- Born: Kentucky, United States
- Education: University of Illinois-Chicago (PhD); University of Kentucky (MSN); Eastern Kentucky University (BSN);
- Known for: Lesbian health, substance abuse, health disparities research, global health, nursing research, women's health
- Awards: Fellow AAN; International Nurse Researcher Hall of Fame;
- Scientific career
- Fields: Substance abuse, Lesbian health
- Workplaces: Columbia University; University of Illinois-Chicago;
- Thesis: Chief nurse executives' responses to chemically-dependent nurses (1989)
- Doctoral advisor: Beverly McElmurry
- Website: www.nursing.columbia.edu/profile/tondahughes

= Tonda L. Hughes =

American academic

Tonda Hughes is an American professor of nursing (in psychiatry) and associate dean for global health research at the School of Nursing at Columbia University. She is best known for her research of factors influencing the health of sexual minority women (lesbian and bisexual), particularly in the area of substance use. Hughes is the principal investigator of the Chicago Health and Life Experiences of Women Study, the longest-running longitudinal study of sexual minority women's health, with a focus on alcohol use and mental health.

Hughes is a visiting professor at Oxford Brookes University, and honorary professor at both Deakin University and University of Technology Sydney Faculty of Nursing and Midwifery. Prior to joining Columbia University in 2017, Hughes was a Collegiate Professor and associate dean for Global Health at the University of Illinois-Chicago College of Nursing. She was a visiting professor at the University of Melbourne from 2009-2014. In 2003, Hughes was inducted into the Chicago Gay and Lesbian Hall of Fame.

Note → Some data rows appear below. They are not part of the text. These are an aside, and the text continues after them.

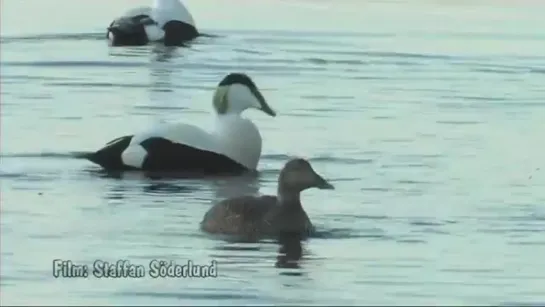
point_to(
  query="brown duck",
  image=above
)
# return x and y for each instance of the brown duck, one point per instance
(267, 215)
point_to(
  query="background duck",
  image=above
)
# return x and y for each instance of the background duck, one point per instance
(233, 146)
(267, 215)
(166, 20)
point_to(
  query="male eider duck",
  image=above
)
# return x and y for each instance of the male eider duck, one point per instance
(266, 216)
(233, 146)
(166, 20)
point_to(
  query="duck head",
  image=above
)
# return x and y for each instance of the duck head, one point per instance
(298, 175)
(236, 93)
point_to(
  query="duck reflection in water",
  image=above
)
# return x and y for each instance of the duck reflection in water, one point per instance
(290, 250)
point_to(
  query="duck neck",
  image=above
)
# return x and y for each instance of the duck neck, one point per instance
(289, 197)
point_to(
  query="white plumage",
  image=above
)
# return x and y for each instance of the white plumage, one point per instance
(232, 136)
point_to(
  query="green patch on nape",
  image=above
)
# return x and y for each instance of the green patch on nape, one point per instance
(221, 103)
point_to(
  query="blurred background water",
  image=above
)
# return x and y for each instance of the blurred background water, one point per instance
(428, 116)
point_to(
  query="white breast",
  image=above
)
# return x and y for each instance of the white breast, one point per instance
(166, 10)
(239, 139)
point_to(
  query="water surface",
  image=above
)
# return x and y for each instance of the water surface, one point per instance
(427, 116)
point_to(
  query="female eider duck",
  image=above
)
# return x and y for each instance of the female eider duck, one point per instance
(166, 20)
(233, 146)
(266, 216)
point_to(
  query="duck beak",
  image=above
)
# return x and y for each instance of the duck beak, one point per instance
(323, 184)
(263, 103)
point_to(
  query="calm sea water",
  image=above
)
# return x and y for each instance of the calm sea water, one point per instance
(428, 116)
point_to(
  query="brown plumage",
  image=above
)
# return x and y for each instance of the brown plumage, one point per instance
(268, 215)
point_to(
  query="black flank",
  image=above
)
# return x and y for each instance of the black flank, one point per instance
(109, 157)
(165, 155)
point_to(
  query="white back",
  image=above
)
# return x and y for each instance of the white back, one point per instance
(143, 10)
(154, 33)
(181, 133)
(163, 11)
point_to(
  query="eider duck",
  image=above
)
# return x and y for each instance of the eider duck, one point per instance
(253, 217)
(166, 20)
(232, 147)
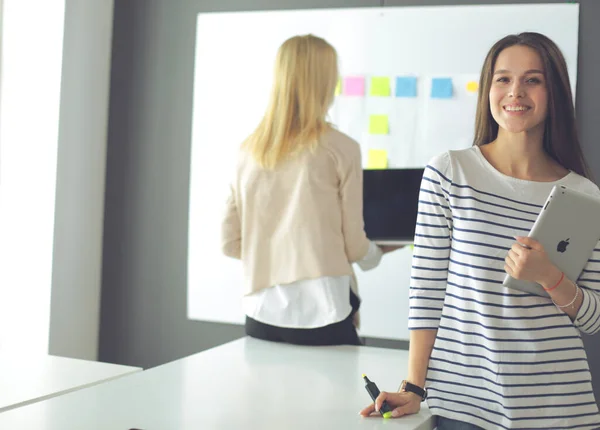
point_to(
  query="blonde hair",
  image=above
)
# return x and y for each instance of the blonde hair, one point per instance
(306, 74)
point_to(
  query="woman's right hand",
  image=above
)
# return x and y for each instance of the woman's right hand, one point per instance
(404, 403)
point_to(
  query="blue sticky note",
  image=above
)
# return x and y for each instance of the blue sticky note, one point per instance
(406, 86)
(441, 88)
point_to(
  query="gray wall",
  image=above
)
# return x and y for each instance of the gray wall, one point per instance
(80, 179)
(144, 287)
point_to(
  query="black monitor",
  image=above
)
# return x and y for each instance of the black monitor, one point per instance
(390, 203)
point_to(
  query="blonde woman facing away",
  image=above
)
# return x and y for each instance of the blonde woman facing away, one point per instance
(295, 213)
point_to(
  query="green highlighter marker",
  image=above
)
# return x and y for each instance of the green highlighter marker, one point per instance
(385, 410)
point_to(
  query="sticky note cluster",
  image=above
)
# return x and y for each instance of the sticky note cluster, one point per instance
(379, 86)
(404, 86)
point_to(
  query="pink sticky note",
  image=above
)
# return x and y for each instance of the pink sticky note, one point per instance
(354, 86)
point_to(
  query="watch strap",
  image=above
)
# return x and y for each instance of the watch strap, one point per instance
(412, 388)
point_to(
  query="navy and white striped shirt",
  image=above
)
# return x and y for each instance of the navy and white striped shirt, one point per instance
(502, 359)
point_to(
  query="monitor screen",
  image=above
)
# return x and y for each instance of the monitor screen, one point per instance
(390, 203)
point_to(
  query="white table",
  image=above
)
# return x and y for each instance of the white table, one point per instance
(246, 384)
(24, 380)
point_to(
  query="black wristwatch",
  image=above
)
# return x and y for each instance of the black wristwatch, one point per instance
(412, 388)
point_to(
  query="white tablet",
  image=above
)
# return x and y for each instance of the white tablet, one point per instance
(568, 227)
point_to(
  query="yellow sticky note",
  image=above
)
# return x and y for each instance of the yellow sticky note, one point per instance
(380, 86)
(378, 124)
(472, 86)
(377, 159)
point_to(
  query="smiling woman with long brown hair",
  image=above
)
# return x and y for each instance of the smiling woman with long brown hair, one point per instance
(487, 356)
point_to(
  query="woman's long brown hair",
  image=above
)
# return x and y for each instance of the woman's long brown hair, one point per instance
(560, 132)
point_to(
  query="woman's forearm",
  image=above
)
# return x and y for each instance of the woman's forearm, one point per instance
(421, 344)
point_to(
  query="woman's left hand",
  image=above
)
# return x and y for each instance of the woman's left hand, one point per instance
(529, 262)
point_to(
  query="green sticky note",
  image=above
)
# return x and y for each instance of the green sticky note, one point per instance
(380, 86)
(378, 124)
(377, 159)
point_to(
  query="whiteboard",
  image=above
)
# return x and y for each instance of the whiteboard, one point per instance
(233, 73)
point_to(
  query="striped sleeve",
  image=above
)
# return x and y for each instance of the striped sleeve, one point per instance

In 2001, Hughes was named as a fellow of the American Academy of Nursing. In 2014, she received the Betty Ford Award from the Association of Medical Education and Research in Substance Abuse and in 2015 was inducted into the Sigma Theta Tau International Nurse Researcher Hall of Fame. In 2017, Hughes received the Global Alliance for Behavioral Health and Social Justice Recognition Award. In 2026, Hughes received the inaugural Sigma Theta Tau International Honor Society of Nursing/DAISY Foundation Nurse Scientist Leadership award.

She is a member of the University of Kentucky Hall of Fame. In 2017, she received the Achievement Award from the Gay and Lesbian Medical Association. In 2025, Hughes won the Award for Advancement of International Research Collaboration on Alcohol awarded by the International Kettil Bruun Society for Social and Epidemiological Research on Alcohol for her collaborative works.

== Personal life ==
Hughes was raised in rural southeastern Kentucky. Her father, a coal miner, and her mother did not attend college. Hughes is openly lesbian. She came out while studying for a masters degree at the University of Kentucky.